Gregg Toland’s camera set-ups are designed to frame characters in the oblique angles of light and shadow created by their artificial environment. There are no luminous close-ups in which faces are detached from their backgrounds. When characters move across rooms, the floors and ceilings move with them. This technique which is highly unusual, tends to dehumanize characters by reducing them to fixed ornaments in a shifting architecture. The choice of camera position was an important factor in getting across artistic and psychological effects.
To the photograph a person or object from below, distorts that object. It tends to elongate a person, making him seem more important. It also intimidates the audience, since it is in the inferior position of looking up. The scene gives an added power to the person on the screen. Kane is indeed bloated and enlarged by his material possessions, and in comparison, the audience feels very small. Yet it is precisely his excessiveness, which has distorted him and made him grotesque to our sensibilities.
Kane is a selfish, greedy man, and his actions have distorted his life and appearance. The movie is a visual masterpiece, a kaleidoscope of daring angles and breathtaking images that had never been attempted before. Toland perfected a deep-focus technique that allowed him to photograph backgrounds with as much clarity as foregrounds. Such as the scene where Kane’s parents discuss his future while, as seen through the window, the child plays outside in the snow. There’s also an extremely effective low-angle shot late in the film where Kane trashes Susan’s room.

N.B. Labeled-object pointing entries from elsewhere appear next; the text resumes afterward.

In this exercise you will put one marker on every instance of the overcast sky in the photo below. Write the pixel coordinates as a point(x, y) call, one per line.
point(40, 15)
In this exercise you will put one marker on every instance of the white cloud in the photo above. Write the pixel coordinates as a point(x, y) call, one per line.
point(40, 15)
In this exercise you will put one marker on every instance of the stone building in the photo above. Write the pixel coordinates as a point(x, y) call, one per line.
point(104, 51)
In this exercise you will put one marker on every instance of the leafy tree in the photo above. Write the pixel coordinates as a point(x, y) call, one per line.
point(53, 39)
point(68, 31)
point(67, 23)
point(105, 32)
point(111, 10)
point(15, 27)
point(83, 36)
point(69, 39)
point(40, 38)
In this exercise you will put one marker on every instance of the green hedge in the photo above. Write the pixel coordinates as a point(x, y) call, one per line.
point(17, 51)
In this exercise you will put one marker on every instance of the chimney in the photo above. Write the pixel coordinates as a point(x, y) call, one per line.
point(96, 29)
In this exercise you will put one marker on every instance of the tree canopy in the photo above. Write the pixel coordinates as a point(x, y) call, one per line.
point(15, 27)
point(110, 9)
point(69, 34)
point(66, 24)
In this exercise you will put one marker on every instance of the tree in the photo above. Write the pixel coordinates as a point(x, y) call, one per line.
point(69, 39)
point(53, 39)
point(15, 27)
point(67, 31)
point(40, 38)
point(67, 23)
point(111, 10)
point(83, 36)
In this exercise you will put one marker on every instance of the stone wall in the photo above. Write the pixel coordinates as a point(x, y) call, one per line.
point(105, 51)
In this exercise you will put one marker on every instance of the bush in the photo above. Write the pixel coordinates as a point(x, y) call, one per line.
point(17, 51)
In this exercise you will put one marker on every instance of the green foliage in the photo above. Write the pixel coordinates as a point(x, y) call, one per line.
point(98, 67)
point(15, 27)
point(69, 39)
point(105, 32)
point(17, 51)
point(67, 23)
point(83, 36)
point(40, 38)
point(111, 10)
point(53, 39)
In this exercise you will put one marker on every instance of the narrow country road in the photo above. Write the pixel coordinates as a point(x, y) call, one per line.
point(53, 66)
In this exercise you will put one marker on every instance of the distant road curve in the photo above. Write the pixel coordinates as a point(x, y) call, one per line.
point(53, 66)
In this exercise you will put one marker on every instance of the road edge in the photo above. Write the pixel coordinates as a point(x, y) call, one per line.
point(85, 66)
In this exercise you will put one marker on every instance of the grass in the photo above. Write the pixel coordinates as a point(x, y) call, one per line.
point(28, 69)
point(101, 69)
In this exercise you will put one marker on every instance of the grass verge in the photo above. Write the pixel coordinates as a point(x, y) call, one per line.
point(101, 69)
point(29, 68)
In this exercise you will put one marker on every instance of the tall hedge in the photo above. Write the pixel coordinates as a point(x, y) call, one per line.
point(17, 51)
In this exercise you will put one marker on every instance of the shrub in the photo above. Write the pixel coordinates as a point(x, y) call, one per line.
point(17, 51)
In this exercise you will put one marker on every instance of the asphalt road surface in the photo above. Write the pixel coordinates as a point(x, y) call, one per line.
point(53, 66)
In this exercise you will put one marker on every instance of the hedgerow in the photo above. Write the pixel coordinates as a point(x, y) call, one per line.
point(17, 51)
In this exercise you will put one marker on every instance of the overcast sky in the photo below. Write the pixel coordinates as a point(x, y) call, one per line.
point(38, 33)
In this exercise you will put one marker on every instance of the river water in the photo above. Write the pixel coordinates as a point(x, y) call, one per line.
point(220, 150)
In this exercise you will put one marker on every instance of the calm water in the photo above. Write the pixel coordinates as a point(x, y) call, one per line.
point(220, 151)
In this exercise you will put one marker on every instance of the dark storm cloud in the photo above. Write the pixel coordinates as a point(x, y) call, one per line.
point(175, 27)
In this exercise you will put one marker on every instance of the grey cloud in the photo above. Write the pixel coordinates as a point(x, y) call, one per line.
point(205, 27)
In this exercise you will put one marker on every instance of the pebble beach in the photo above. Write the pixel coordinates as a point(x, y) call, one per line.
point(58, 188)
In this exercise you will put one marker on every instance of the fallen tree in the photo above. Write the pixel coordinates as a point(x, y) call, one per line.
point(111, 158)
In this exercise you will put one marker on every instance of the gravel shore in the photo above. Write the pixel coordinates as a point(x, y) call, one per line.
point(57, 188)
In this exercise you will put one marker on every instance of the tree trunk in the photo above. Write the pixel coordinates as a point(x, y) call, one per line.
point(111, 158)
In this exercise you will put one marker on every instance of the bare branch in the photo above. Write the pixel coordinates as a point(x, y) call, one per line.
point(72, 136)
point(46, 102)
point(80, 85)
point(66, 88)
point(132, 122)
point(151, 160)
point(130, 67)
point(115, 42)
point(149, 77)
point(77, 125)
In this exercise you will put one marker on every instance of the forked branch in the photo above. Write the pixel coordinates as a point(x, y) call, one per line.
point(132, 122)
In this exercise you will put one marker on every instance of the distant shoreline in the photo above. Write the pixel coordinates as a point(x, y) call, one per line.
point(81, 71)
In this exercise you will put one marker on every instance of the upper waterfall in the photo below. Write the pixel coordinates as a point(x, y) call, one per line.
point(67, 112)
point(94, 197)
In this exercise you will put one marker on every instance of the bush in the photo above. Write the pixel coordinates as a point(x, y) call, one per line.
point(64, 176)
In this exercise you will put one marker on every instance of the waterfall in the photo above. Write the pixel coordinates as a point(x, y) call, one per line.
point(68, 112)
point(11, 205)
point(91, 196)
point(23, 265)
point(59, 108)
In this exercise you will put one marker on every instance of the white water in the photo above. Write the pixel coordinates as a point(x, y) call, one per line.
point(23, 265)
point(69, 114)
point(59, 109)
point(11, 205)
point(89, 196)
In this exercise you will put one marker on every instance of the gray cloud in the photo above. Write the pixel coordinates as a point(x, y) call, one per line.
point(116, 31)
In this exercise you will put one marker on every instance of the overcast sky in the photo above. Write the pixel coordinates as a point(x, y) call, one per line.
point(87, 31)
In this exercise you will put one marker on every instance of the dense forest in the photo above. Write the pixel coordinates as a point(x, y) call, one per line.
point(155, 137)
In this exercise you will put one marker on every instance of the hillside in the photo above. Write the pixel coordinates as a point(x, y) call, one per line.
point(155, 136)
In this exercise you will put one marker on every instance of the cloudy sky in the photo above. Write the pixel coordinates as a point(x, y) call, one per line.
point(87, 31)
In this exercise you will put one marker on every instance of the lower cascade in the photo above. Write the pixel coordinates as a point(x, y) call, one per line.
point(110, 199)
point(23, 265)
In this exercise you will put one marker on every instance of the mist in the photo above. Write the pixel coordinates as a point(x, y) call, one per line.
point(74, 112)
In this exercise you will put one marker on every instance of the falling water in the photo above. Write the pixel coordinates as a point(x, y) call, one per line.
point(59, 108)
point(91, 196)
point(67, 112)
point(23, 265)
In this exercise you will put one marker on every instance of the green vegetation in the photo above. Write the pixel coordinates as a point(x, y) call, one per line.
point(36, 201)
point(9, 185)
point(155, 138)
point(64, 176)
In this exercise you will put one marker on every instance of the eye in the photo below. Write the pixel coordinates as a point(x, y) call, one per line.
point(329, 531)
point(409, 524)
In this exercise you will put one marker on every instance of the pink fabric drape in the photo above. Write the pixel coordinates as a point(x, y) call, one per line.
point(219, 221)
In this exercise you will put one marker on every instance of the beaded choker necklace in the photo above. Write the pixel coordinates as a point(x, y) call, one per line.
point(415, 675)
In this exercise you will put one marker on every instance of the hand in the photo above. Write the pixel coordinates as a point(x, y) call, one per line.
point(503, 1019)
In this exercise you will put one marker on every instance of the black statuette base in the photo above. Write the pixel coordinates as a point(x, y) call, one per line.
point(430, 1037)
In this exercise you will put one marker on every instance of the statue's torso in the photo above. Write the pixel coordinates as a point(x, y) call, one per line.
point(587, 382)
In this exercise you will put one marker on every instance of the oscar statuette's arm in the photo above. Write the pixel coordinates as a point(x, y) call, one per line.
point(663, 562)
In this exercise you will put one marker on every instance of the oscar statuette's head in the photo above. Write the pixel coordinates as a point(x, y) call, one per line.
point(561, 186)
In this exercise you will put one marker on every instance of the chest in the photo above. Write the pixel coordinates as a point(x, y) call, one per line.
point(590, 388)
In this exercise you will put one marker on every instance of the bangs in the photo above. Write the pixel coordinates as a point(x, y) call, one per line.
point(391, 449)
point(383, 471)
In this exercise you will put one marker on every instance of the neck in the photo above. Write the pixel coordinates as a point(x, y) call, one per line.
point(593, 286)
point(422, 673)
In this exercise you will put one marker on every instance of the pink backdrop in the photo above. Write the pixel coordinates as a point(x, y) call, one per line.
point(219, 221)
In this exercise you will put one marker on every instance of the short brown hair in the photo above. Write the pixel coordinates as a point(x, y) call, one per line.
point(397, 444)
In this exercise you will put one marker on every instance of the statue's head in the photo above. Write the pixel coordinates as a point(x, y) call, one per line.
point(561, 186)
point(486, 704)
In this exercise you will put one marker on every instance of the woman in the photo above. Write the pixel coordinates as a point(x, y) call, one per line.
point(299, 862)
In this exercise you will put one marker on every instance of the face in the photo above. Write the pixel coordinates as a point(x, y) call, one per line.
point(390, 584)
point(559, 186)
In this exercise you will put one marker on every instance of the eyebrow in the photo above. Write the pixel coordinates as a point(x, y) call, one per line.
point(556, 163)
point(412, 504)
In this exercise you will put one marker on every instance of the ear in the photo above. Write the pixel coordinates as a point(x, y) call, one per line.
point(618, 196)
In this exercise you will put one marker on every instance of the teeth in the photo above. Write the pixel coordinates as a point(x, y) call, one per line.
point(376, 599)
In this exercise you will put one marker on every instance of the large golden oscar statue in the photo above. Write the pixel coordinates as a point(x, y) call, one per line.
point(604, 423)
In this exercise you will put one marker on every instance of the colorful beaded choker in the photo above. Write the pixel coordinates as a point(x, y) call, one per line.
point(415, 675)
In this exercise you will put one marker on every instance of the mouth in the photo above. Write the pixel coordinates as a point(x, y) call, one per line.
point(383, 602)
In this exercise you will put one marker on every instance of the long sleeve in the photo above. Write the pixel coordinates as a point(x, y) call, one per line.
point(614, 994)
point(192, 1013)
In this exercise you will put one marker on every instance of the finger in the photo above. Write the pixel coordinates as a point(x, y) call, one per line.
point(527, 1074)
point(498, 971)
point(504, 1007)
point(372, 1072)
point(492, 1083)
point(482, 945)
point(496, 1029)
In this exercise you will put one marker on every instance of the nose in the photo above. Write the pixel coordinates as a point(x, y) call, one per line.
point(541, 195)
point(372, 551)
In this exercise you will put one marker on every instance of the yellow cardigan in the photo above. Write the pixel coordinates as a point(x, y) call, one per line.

Sound montage is used extensively with the flashback scenes to denote the interval of time within related scenes. A character will begin a sentence and complete it weeks, months, or years later in a different location. On occasion, one character will begin the sentence and another will complete it in the same manner. This sound thread results in a constriction of time and an elimination of transitional periods of rest and calm.
Aside from the aesthetic dividends of pacing and high lighting, Citizen Kane’s sound montage reinforces the unnatural tension of the central character’s driving, joyless ambition. One brilliant use of sound montage, is when Kane and his wife are arguing in a tent surrounded by hundreds of Kane’s guests. A shrill scream punctuates the argument with a persistent, sensual rhythm. It is clear that some sexual outrage is being committed. When the parakeet screams at the appearance of Kane, the sound linkage in tone but not in time, further dehumanizes Kane’s environment.
In the baroque world that he had created, Kane is isolated from even the most dubious form of humanity. In all respects, the techniques used in Citizen Kane are a reflection and projection of the inhuman quality of its protagonist. In the way the techniques are used to distort and magnify the characters in the film, we understand what the film is trying to get across. Citizen Kane represents an intense vision of American life, a life in which materialistic elements are distorted and magnified at the expense of human potentialities. The implied absence of free will in the development of Kane’s character is thematically constant with the moral climate of his environment.
As the techniques used have not been limited in form, so too, Kane’s magnitude unchecked by limiting principles or rooted traditions, become the cause of spiritual.